Co do hiperbiegania to też jestem podobnego zdania co wy, sama starałam się żeby mój pies miał tego full, aż okazalo się że to wcale nie dobre , bo nie umie odpocząc, jest cały czas nastawiony na spacery, ruch i im więcej biega tym więcej chce... Kiedy nie było dziecka mogliśmy sobie gonić , ale teraz jest zupełnie inny tryb i nawet taki pies musi się przystosować , a my do niego spełniając jego potrzeby.
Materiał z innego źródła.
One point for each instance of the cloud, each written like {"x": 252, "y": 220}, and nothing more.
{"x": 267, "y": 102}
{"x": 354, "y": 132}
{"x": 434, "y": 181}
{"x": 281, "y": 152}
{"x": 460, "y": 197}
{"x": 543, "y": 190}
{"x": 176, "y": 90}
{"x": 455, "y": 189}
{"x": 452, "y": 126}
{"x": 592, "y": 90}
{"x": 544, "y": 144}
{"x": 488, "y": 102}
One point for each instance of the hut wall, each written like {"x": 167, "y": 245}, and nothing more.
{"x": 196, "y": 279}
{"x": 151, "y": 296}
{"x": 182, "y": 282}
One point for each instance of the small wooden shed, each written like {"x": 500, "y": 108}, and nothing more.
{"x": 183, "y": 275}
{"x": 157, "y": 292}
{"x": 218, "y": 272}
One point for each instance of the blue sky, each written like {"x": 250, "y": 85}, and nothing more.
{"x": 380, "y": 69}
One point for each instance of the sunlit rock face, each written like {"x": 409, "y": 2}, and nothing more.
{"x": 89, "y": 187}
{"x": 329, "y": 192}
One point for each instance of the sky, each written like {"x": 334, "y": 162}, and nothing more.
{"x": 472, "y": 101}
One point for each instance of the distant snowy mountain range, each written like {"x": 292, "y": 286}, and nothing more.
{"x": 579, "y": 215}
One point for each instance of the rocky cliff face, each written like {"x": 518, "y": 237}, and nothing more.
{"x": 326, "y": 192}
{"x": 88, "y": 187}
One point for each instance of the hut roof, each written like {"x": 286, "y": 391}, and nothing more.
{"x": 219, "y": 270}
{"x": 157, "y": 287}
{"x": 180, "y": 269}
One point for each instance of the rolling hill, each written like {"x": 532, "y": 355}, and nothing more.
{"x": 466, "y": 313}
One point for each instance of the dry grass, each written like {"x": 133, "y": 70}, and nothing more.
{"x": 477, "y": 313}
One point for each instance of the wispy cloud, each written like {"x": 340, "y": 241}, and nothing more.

Zostawienie psa na 8 h nie jest zbrodnią, o tyle o ile mu się nadrobi w pozostałym czasie jego dawkę ruchu i pracy jaką ptrzebuje.

  • Upvote 2
Link to comment
Share on other sites

To samo mozna powiedziec o 10 minutach.

O majtkach bylo ironicznie, mysle ze to tez zauwazy kazdy inteligentny czlowiek. Nie wliczam ubrania sie, wytarcia lap czy wyciągnięcia mięsa z zamrażarki w czas poświęcony psu.

 

Jasne, że można ;)

Link to comment
Share on other sites

Moje latem miały 2h spacery codziennie , intensywne spacery, bo z bieganiem po polu, a nie spacerowainem sobie na flexi przez 2h. Ale teraz przez to, że szybko robi się ciemno a ja pracuję od rana do wieczora to te spacery są mega ograniczone i musi im styknąć tyle ile jestem w stanie im zapewnić. Resztę ich energii spalam dając im konga. A mam rasę aktywną i potrzebującą również sporo ruchu i zajęcia. 

 

Psy się przeważnie dostosowują do trybu życia właściciela, wiadomo że szczeniakowi trzeba poświęcić więcej czasu niż dorosłemu psu, ale tutaj chyba popadaliście w lekkie skrajności jak się Was czyta. 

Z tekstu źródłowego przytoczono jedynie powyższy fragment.